The issues explored in Heart of a Dog are a diverse mix of the heady and the heartfelt, ranging from identity and autobiography to sensory perception and government surveillance. Pervading it all, though, is the specter of mortality. Our understanding of the inevitable. Lolabelle’s passing is not the only death to haunt the film. Anderson also grapples with the death of her mother, trying to make peace – or at least sense – of the strained relationship they had in life. More obliquely, the ghost of Anderson’s longtime partner, the iconic musician Lou Reed, presides over the film.
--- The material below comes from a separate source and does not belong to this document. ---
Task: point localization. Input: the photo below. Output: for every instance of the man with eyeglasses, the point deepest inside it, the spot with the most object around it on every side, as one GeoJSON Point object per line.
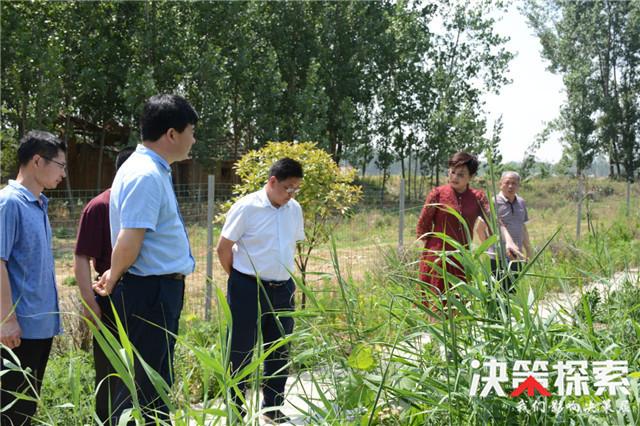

“Death is so often about regret, or guilt. Why didn’t I call her? Why didn’t I say that? It’s more about you than the person who died. But finally I saw it, the connection between love and death, and that the purpose of death is the release of love.”
Despite the heaviness of the subjects at hand, Heart of a Dog never becomes mired in the morose. Finding comfort – even levity – in the Buddhist principles that have guided her throughout life, as well as her own off-kilter humor and sensibility, Anderson manages to allow for plenty of lighthearted moments. Under her guidance, philosophy makes an easy bedfellow with playfulness, and humor brushes shoulders with morbidity while maintaining a stable balance. In her odd, dreamlike film, alternating between the lyrical and the candidly lucid, between documentary, essay, and flights of fancy, between different film stocks and formats, between the past, the present, and the imagined, Anderson concocts an inviting mix of meditation and wonder, as singular and evocative as you’d expect from such a unique artist.